Michael Arrington – What’s Next For Web Applications

At the Carson Workshops’ Future of Web Applications conference in San Francisco, Michael Arrington of TechCrunch presented on What’s Next For Web Applications: creating tomorrow’s Flickr. According to Michael, predicting the future of web application is difficult. He stated, “Honestly, the people that are most likely to succeed are probably not in this room, and if they where they wouldn’t listen to me.” After he said those words I didn’t feel like I wanted to be there and listen to him. After making that bold statement he continued on to give some advice on choosing the right platform for you next web application.
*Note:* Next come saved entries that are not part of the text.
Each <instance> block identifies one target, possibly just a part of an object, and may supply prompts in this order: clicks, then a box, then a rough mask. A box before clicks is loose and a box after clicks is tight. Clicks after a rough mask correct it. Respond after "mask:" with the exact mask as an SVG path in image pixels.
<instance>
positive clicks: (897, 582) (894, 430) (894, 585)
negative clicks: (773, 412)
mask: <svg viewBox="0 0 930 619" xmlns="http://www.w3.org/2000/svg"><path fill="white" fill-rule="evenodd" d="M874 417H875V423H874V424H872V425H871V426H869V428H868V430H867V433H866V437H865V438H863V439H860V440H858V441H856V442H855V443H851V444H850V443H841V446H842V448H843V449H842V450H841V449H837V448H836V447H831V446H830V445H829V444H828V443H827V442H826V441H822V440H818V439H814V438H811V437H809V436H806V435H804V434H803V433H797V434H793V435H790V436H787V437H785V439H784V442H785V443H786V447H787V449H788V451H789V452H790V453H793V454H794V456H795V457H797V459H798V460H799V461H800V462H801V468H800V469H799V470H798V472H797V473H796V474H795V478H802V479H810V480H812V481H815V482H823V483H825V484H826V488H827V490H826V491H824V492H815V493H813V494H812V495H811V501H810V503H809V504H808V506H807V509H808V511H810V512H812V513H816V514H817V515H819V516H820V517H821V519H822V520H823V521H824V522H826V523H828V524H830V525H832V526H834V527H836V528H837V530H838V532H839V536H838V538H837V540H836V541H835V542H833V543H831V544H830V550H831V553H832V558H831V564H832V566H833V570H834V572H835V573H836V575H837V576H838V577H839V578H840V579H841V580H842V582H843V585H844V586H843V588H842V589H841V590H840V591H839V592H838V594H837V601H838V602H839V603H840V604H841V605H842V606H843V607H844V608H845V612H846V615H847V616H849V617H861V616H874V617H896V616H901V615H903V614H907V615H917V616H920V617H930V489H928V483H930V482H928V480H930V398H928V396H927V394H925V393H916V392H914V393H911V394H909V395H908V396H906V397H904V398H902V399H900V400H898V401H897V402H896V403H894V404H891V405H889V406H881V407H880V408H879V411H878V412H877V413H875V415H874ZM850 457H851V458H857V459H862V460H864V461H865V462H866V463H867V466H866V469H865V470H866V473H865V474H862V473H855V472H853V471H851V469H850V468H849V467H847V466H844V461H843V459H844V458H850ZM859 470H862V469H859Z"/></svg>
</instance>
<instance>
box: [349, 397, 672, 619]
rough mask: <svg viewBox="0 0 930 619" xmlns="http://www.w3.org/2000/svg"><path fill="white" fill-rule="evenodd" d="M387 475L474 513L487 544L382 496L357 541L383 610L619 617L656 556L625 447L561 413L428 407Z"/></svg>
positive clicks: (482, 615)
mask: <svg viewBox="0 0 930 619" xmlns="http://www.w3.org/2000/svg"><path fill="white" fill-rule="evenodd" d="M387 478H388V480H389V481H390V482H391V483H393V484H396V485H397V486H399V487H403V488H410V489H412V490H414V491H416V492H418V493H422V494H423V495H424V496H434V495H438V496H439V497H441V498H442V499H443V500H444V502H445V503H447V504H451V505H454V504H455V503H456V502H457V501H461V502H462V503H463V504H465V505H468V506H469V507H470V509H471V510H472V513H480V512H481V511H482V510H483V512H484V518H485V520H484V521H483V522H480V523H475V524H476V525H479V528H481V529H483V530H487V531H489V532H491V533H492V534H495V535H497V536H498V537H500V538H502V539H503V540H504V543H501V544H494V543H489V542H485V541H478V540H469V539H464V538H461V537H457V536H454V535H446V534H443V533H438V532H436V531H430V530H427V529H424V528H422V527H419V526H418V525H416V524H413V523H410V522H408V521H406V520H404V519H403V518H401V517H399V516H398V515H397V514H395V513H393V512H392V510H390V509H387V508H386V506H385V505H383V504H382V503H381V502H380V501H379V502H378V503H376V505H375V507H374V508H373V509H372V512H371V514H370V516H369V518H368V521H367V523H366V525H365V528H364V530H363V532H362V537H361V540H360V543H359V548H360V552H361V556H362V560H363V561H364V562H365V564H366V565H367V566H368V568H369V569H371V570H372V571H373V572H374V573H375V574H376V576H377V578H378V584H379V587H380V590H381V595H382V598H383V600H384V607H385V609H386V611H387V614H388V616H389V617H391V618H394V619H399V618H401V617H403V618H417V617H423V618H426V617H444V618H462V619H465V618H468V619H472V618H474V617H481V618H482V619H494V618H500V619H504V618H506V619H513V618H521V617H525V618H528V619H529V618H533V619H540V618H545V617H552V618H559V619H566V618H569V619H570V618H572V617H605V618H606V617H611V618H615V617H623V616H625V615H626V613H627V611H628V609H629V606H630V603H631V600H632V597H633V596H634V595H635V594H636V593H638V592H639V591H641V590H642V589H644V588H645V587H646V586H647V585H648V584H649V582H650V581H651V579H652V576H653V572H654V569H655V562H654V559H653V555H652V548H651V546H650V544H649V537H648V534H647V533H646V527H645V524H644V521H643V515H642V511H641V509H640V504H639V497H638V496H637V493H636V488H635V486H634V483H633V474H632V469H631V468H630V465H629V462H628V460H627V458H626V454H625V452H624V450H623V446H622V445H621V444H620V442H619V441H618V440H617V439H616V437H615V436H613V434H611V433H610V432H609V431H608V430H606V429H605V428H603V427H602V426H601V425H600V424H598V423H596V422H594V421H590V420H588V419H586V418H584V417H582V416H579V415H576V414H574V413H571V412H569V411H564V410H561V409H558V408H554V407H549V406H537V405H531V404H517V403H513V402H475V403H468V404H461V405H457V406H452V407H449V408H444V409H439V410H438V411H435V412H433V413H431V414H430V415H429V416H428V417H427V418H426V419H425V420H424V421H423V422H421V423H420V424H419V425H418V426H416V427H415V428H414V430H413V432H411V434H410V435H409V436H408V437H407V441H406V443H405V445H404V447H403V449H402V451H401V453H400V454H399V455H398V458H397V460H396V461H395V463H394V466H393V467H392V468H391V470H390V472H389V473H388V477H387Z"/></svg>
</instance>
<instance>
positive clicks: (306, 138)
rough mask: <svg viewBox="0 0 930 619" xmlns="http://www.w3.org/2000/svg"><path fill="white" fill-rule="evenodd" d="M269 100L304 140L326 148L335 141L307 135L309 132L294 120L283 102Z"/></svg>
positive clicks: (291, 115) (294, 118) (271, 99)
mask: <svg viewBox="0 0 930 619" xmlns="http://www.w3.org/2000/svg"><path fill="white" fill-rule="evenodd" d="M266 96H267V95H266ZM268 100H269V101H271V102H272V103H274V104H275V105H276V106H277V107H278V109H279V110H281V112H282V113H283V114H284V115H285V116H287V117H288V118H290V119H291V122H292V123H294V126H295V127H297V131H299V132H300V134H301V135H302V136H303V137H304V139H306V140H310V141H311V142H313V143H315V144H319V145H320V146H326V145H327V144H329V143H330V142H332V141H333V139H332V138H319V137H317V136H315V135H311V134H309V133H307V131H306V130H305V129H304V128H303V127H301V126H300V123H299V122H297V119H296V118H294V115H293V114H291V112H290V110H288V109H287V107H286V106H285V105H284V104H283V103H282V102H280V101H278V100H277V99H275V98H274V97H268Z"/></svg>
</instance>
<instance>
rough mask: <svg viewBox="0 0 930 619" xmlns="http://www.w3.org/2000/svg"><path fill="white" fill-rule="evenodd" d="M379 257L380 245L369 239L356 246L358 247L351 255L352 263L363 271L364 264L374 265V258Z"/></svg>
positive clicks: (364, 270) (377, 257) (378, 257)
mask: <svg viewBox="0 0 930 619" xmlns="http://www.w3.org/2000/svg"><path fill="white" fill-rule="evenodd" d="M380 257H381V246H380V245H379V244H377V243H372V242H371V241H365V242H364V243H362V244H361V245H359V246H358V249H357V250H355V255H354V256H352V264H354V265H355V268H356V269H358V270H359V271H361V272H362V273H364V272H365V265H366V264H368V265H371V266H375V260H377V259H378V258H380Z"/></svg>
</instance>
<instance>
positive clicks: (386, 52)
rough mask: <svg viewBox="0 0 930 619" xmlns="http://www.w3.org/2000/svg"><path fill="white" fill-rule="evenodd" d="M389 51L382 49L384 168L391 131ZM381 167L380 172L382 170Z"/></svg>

Michael mention that a top contender for the next killer web application is Adobe’s Apollo. Regarding Apollo Michael stated, “A whole new class of companies can be built around that platform.”

Michael Arrington is not really a technologist; he is more like a web two point duh commentator. And his post game analysis of the big web 2.0 winners and losers are as followings. The big winners (because they were acquired) are writely, skype, newroo, flickr, userplan, myspqce, blogger, bloglines, and grouper. The most likely to win (or become acquired) are zoho, netvibes, digg, facebook, popsugar, stumbleupon, and plentyoffish. The web 2.0 companies to watch out for are jobster, riya, zillow, flock, sharpcast, roketboom, wordpress, second life, and odesk. And according to Arrignton, the god awful “what were they thinking” is made up of squidoo, inform, gather, pubsub, browzar, and jigsaw.

But Arrington went beyond than just naming names; he listed the share attributes of the winners and losers. The companies listed as winners share passion for their work, leaders as founders, great dynamics, never raised too much money, did something extraordinary. In regards to the extraordinary, Arrington recommended companies read The Purple Cow by Seth Godin. But remember that once all the cows are purple, people won’t be interested any longer. In regard to fund raising, Arrington said that, “raising too much money and spending it, is a bad thing.” Another Arrington tip for success is to “hire slow, fire fast!”

The shared attributes amongst the losers are poor founder/team choices, lifestyle/ego entrepreneurs, raised too much money, over business plan, and forgetting to scale (ala Friendster).

At the end of his talk Arrington again discussed technology choices. On the server end he recommended PHP, just because it is the de facto language for web programming. Arrington also suggested Ruby on Rails as an upstart. On the client side development he recommends .NET/ActiveX, Ajax, Flash, XUL/XAML, and Apollo.

Arrington also talked about market saturation. Arrington recommended that new entrepreneurs stay away from the following over saturated markets: social networking, social bookmarks, video, photos, portal/homepages, and feed readers. As Arrington said, “you have to be pretty special to be successful in these market.” But on the flip side, he recommends developers get into platforms (widgets, systems, backend), desktop apps (via Apollo), office efficiency, cloud storage, identify, developer tools, market destruction, and ENTERPRISE (push web2.0 apps/wikis/social apps/ideas/concepts to the enterprise).

In the end Arrington said, “The best entrepreneurs avoid this type of advice. Invent a new market. ” If you have an idea, just do it!